Warten
Maria Katharina Moser über ein leeres Blatt Papier
Die Coronakrise hat unser Leben zu einem Warteraum werden lassen. Wie entwickeln sich die Zahlen? Wann werde ich geimpft? Wann kommen Lockerungen? Zu dieser Situation passt das Fastenzeit-Projekt „warten“ der Stuttgarter Kirche St. Maria, das ich auf Social Media entdeckt habe. Ersonnen hat es der Künstler Sebastian Schmid. „Nimm ein leeres Blatt Papier“, lautet die Einladung. „Bewarte das Papier, als würdest du es mit Warten beschreiben.“ Wer will, kann die Erfahrungen des Wartens auch aufschreiben und teilen (www.sebastiants.de).
Mir gefällt die Idee. Also nehme ich ein Blatt Papier, befestige es mit einer Kluppe an der Zimmerpflanze neben meinem Sofa, damit ich es gut sehen kann, setze mich hin und warte. Sonnenlicht fällt durchs Fenster aufs Papier, die Blätter werfen ihre Schatten drauf. Wie lange wird das Warten dauern? So lange, bis man den Eindruck habe, dass das Papier mit Warten gefüllt ist, sagt Sebastian Schmid, meist dauere das zwischen fünf Minuten und einer Stunde.
Normalerweise wissen wir, wie lange wir warten müssen, kennen den – zumindest ungefähren – Zeitpunkt, bis ein Prüfungsergebnis oder eine Job Zusage kommt, der Nachtdienst zu Ende oder die Stunde der Geburt da ist. In der Coronakrise ist das anders. Wie lange wir warten müssen, bis unser Leben wieder „normal“ wird, ist ungewiss. Auf unbestimmte Zeit zu warten, zermürbt.

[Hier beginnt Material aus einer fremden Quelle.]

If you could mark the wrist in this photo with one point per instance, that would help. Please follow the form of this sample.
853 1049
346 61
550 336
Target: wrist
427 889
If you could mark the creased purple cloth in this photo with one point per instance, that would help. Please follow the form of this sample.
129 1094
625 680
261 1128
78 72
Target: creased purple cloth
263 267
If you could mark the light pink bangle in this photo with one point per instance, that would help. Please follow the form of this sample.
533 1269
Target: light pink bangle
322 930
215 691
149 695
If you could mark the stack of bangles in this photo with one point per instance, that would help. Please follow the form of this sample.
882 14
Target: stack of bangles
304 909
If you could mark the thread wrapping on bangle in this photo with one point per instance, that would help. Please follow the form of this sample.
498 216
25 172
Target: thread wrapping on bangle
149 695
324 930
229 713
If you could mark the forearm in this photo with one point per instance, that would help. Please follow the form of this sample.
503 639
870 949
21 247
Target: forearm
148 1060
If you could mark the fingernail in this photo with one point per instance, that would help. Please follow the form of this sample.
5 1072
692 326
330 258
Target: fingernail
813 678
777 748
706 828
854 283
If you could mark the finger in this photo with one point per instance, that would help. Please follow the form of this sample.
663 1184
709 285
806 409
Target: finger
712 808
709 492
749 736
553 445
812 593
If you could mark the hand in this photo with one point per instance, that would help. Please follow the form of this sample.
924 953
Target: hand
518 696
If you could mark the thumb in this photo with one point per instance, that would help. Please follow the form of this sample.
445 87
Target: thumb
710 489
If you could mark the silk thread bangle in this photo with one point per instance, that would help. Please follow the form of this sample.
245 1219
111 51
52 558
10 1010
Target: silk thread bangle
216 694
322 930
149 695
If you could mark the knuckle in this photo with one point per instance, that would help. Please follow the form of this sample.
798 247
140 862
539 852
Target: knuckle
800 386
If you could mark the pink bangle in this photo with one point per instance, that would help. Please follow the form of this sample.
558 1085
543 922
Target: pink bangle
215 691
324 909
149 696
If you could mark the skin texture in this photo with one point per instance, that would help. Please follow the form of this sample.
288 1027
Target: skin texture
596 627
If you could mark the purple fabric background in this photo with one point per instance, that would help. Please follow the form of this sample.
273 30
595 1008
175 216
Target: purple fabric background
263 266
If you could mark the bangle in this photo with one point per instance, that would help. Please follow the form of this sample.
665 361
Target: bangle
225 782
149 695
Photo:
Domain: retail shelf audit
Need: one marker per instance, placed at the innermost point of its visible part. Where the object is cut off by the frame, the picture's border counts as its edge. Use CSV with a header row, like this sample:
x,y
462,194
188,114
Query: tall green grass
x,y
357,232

Der Schatten wandert über das Papier, ich höre leise Vögel im Hof zwitschern. Mein Buch gluckert. Dann wieder Stille. Stimmen im Gang. Die Nachbarsfamilie verlässt das Haus. Das Papier ist jetzt ganz im Schatten. In der Wohnung über mir geht der Staubsauger los. Die Geräusche des Lebens. Während ich warte, geht das Leben weiter. So ist das doch auch bei der Coronakrise, denke ich mir. Während wir auf das Ende der Pandemie warten, geht das Leben weiter.
Christen und Christinnen ist diese Art des Wartens vertraut. „Wir warten aber auf einen neuen Himmel und eine neue Erde nach seiner Verheißung, in denen Gerechtigkeit wohnt“, heißt es im 2. Petrus-Brief. In der Bibel ist viel vom Warten die Rede. Einem Warten „auf Hoffnung hin“. Im Vertrauen darauf, dass das Gott die Niedergeschlagenen aufrichtet und am Ende Freude herrscht. Gleichzeitig geht das Leben weiter. Getragen von dieser Hoffnung. Mit diesem Gedanken ist mein Blatt gefüllt und ich beende das Warten. Nach 27 Minuten.